For Alabama football, the Week 4 bullying of Ole Miss was a welcome start to Southeastern Conference play. After trailing by one at halftime, Alabama (3-1, 1-0 SEC) outscored the Rebels (3-1, 0-1) 18-3 in the second half for a statement win.
There’s a lot of good to get through and some negatives. Here are our grades.
Offense: B
Alabama started and finished well with starter Jalen Milroe. The opening 11-play, 61-yard drive ended with a field goal and eased concerns after middling gains in Tampa a week ago. It also scored on three-straight drives — a field goal, Jalen Hale receiving and Jase McClellan rushing — in the second half to put away the Rebels.
Milroe posted a career-high completion percentage (81% on 17-of-21 for 225 yards) and responded well after the redzone interception. The running back room produced another 100-yard game. The negatives come from Milroe’s points-losing giveaway and the four-play, negative-21-yard drive after a blocked punt gifted the offense a drive at the Ole Miss 1-yard line.
Defense: A+
Two well-regarded play callers in Texas’ Steve Sarkisian and USF’s Alex Golesh had embarrassed Alabama going into Saturday. Ole Miss’ Lane Kiffin planted his flag as soon as he could to be next, questioning if Kevin Steele had been demoted. But not even a postgame joke could allow Kiffin to hide behind the numbers.
The fourth-best scoring offense in the country scored on one drive in the first half and one in the second, with a missed field goal thrown in. Quarterback Jaxson Dart was forced off his spot by the defensive line and the cornerbacks hung with a receiving corp that regained a few pieces. Dart started six of seven but finished 21-for-35 passing with one rushing touchdown and one interception.

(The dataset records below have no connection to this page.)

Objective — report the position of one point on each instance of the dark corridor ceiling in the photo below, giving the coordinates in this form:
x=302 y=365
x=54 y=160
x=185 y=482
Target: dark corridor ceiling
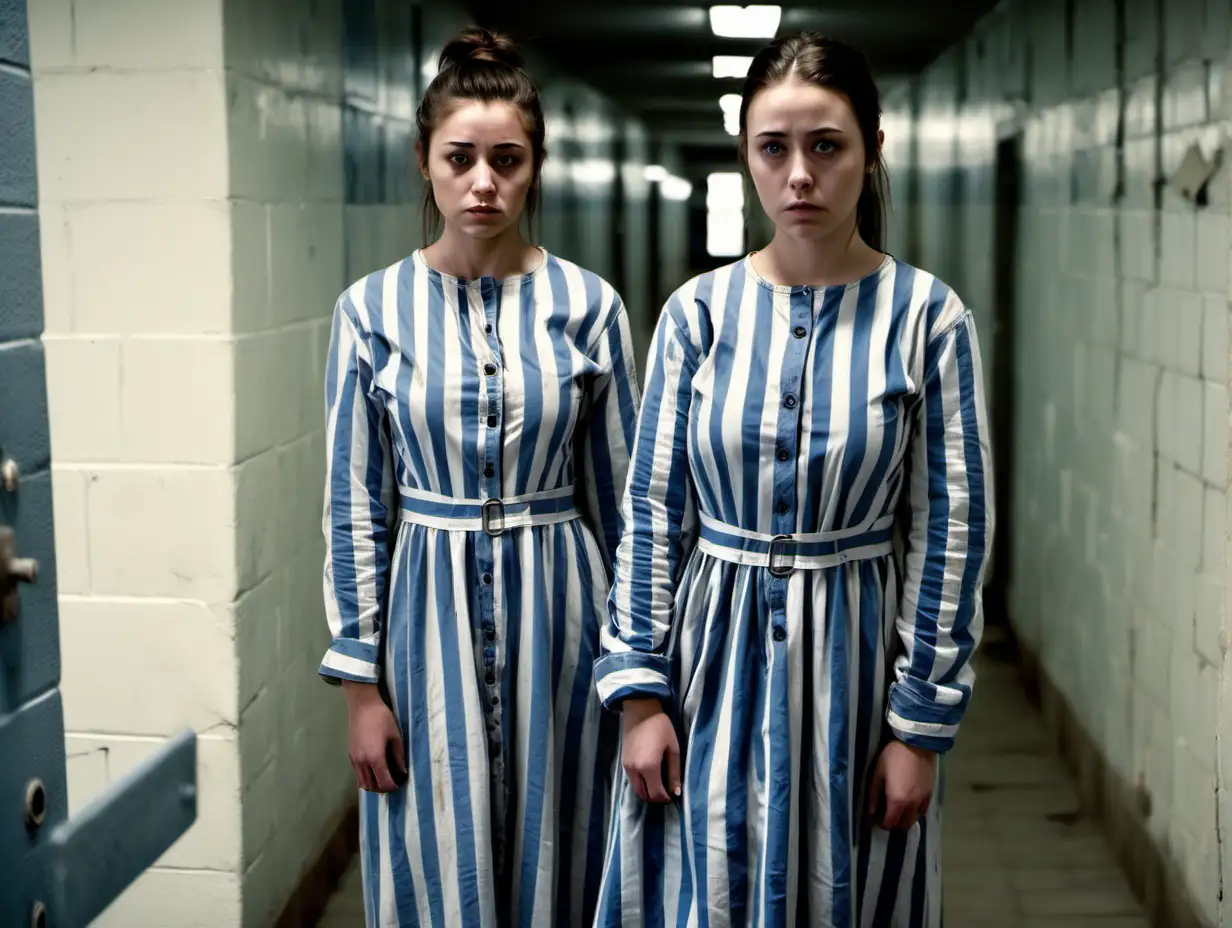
x=656 y=57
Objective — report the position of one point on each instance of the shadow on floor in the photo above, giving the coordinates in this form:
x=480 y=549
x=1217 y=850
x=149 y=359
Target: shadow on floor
x=1018 y=850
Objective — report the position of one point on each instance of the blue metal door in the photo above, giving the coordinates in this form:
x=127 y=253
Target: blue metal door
x=56 y=873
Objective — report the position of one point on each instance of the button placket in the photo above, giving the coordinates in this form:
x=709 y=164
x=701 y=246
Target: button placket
x=787 y=449
x=487 y=547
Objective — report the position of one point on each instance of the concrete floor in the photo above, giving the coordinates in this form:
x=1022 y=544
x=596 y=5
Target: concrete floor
x=1018 y=853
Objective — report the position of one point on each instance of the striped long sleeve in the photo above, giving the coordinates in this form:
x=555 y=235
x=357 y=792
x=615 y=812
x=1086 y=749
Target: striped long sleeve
x=359 y=503
x=658 y=507
x=606 y=435
x=940 y=619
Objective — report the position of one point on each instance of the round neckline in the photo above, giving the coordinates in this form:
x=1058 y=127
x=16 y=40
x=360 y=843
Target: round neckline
x=418 y=258
x=886 y=263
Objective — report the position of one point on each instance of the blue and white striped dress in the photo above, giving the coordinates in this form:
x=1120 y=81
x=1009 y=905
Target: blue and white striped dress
x=851 y=419
x=482 y=624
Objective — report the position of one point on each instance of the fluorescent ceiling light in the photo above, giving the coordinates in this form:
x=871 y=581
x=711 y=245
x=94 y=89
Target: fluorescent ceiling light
x=732 y=65
x=725 y=190
x=731 y=107
x=674 y=187
x=758 y=21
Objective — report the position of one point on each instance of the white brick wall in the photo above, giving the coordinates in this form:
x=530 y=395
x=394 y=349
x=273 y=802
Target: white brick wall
x=136 y=233
x=1120 y=365
x=197 y=224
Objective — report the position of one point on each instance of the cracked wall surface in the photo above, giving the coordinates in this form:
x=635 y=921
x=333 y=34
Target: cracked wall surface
x=1116 y=533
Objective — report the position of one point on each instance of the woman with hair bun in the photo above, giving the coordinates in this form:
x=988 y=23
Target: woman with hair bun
x=481 y=402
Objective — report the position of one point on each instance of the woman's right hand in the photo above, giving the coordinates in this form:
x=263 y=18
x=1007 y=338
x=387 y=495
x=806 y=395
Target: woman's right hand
x=648 y=736
x=373 y=738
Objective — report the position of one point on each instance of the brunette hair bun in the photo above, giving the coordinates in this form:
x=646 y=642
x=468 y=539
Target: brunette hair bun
x=479 y=44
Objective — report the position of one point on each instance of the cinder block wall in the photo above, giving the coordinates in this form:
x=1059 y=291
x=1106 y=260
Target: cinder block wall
x=1120 y=367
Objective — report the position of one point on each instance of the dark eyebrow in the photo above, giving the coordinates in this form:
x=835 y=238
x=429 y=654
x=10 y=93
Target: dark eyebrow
x=822 y=131
x=499 y=144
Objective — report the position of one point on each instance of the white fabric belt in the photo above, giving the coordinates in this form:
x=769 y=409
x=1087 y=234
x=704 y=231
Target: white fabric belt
x=493 y=515
x=802 y=551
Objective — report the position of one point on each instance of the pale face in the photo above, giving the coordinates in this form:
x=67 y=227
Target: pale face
x=806 y=157
x=481 y=166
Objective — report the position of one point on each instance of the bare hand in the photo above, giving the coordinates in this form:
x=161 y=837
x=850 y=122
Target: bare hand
x=906 y=774
x=648 y=737
x=373 y=738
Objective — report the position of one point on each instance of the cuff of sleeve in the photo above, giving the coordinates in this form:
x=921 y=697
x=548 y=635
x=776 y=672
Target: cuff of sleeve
x=349 y=659
x=631 y=674
x=920 y=724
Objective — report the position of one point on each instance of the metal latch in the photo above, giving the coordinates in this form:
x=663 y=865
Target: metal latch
x=12 y=571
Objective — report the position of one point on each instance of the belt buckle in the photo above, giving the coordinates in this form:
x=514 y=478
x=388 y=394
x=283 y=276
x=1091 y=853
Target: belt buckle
x=774 y=542
x=488 y=505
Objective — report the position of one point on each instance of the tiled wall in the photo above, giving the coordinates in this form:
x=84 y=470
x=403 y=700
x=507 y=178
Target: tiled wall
x=1119 y=364
x=212 y=178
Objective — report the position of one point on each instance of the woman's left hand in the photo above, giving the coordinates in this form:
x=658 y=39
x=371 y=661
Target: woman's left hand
x=906 y=774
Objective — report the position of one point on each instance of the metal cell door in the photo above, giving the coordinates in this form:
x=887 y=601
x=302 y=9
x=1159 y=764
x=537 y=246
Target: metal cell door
x=54 y=873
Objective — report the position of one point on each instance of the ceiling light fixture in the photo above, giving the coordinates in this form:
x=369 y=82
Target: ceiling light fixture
x=731 y=106
x=674 y=187
x=757 y=21
x=731 y=65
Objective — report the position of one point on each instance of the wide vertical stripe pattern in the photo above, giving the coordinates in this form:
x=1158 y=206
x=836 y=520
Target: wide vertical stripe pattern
x=769 y=411
x=450 y=390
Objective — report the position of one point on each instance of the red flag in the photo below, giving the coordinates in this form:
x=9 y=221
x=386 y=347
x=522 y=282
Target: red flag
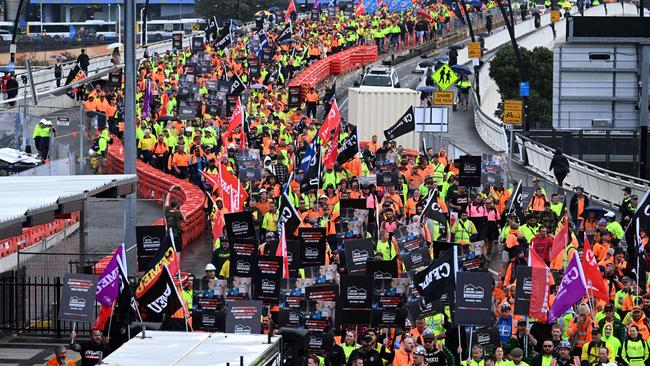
x=213 y=179
x=560 y=241
x=233 y=193
x=360 y=9
x=424 y=14
x=595 y=281
x=236 y=119
x=217 y=224
x=541 y=277
x=290 y=9
x=331 y=122
x=333 y=151
x=282 y=252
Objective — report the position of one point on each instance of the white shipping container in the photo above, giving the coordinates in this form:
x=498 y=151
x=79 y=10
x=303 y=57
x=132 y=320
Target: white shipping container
x=375 y=109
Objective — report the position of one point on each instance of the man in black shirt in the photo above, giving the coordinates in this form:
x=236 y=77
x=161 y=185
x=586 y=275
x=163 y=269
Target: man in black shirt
x=91 y=352
x=369 y=355
x=84 y=61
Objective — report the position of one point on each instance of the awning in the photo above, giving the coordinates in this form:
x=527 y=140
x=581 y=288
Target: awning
x=30 y=201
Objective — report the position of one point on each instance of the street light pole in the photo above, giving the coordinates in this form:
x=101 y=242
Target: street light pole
x=129 y=123
x=513 y=40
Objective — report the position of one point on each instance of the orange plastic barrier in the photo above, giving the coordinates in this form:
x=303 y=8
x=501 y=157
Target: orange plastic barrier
x=34 y=235
x=154 y=184
x=337 y=64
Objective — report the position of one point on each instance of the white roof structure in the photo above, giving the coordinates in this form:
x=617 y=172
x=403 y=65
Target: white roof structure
x=28 y=201
x=161 y=348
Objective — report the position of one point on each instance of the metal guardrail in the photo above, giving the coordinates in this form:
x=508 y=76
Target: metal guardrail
x=45 y=82
x=601 y=184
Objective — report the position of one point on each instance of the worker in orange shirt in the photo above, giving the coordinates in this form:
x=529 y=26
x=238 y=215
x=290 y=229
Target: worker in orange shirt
x=60 y=358
x=312 y=99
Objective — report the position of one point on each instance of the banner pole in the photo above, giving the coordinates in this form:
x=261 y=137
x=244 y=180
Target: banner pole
x=74 y=326
x=185 y=316
x=110 y=321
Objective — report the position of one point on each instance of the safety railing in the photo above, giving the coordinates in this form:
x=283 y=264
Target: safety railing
x=602 y=185
x=45 y=82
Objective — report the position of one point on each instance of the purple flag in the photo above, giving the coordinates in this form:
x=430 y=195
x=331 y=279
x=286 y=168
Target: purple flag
x=148 y=98
x=108 y=283
x=572 y=288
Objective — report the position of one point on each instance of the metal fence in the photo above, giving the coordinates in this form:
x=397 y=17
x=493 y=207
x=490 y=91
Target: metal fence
x=30 y=306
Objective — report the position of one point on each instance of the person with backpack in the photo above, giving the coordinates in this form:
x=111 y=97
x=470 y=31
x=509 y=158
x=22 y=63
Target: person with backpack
x=591 y=350
x=565 y=358
x=634 y=350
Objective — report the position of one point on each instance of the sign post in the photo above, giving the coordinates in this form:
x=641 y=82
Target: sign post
x=445 y=77
x=513 y=111
x=473 y=50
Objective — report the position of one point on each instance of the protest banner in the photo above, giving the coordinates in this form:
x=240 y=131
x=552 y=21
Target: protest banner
x=77 y=301
x=243 y=317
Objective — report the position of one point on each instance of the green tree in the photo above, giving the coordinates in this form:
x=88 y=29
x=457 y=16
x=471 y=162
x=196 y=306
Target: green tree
x=227 y=9
x=537 y=68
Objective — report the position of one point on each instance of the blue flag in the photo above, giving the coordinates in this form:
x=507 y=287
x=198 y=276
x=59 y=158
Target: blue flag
x=264 y=42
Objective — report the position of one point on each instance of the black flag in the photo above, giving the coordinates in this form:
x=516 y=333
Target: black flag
x=286 y=33
x=349 y=147
x=126 y=305
x=162 y=299
x=310 y=165
x=404 y=125
x=437 y=279
x=236 y=85
x=432 y=208
x=289 y=217
x=223 y=42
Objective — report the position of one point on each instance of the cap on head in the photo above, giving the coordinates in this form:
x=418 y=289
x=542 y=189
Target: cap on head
x=517 y=352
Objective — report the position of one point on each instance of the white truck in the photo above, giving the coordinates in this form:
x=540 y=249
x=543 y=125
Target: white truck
x=374 y=109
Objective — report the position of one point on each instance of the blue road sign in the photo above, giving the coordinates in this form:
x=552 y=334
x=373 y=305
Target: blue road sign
x=524 y=89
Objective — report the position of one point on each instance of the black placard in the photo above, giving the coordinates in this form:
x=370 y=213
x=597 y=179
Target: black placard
x=322 y=292
x=356 y=293
x=469 y=174
x=115 y=79
x=243 y=257
x=186 y=113
x=254 y=67
x=243 y=317
x=267 y=55
x=387 y=172
x=197 y=44
x=267 y=281
x=231 y=102
x=240 y=225
x=318 y=342
x=250 y=165
x=148 y=239
x=523 y=290
x=295 y=96
x=312 y=246
x=357 y=252
x=77 y=303
x=208 y=320
x=474 y=299
x=487 y=338
x=315 y=14
x=381 y=270
x=412 y=247
x=177 y=41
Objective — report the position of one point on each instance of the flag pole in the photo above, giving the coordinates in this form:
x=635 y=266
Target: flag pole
x=179 y=278
x=455 y=249
x=110 y=320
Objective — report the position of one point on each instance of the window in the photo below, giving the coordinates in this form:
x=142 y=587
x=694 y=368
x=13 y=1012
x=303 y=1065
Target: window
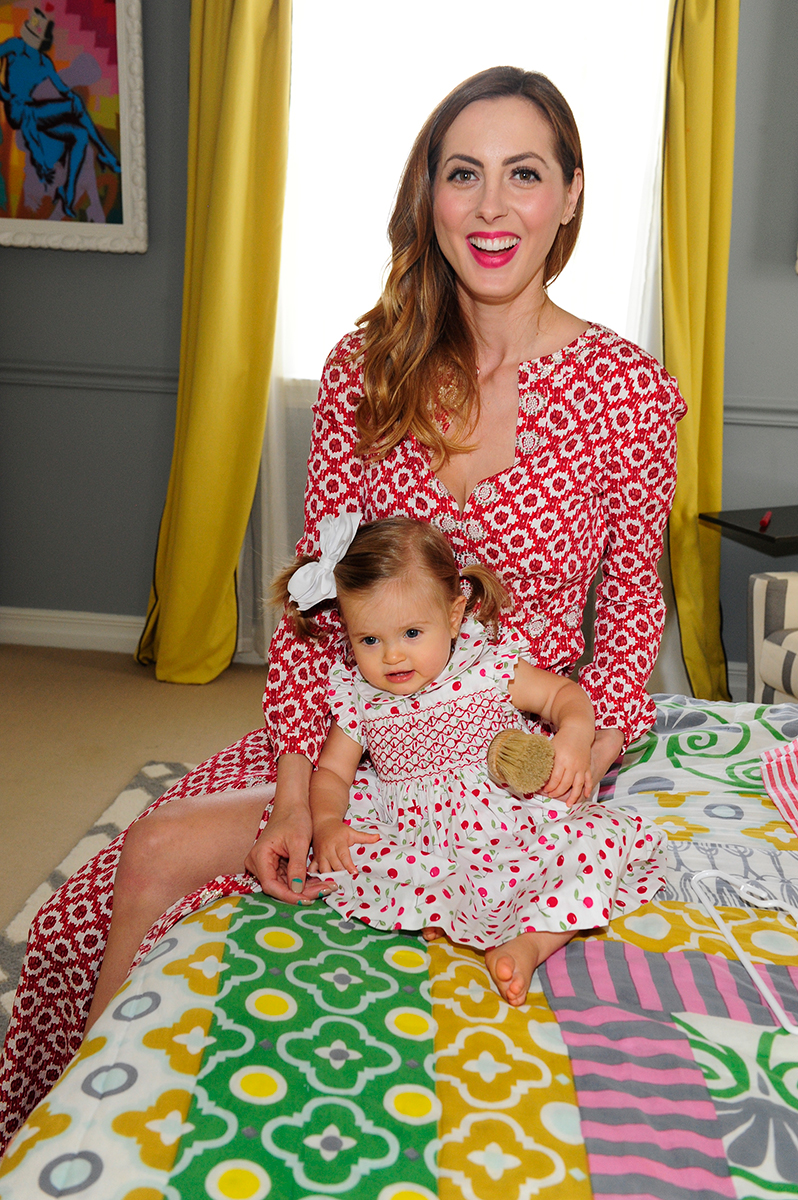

Alabama’s defense has achieved the preseason expectations and Dallas Turner is leading the way. He had two more sacks and 3.5 tackles for loss.
Special Teams: A
It says something about Alabama’s culture that before Ja’Corey Brooks recorded his first catch of 2023, he blocked his first punt. His stuff in the endzone was just as the Tide designed it, Nick Saban described postgame, and it set up the aforementioned drive at the 1-yard line. How do you compensate for an inefficient offense? Literally hand it the ball at the goal line.
Elsewhere, Will Reichard stayed perfect with three more field goals. (His two kickoffs out of bounds lowers this grade a touch.) James Burnip is also quietly putting together a fantastic season while a developing Tide offense gives him opportunities to show off the boot (three punts, 48.3-yard average).
Coaching: A
Terrion Arnold told reporters Saban used a textbook motivator pregame: He told the Tide he wouldn’t trade any of them for a single one of Ole Miss’ players. That’s not the basis of this grade, but it shows that the motivation came across this week and it had been severely lacking through nonconference play. Saban schooled a former student, that deserves credit. And in spurts, Tommy Rees showed adept playcalling to keep the offense moving.
Overall: A-
This was Alabama’s best game of the season when evaluating the stakes, opposing sideline and what a loss would’ve meant. For the first time against a team not named Middle Tennessee State, UA rose to the occasion and put on some of the joyless murderball that had it pegged as SEC West favorites.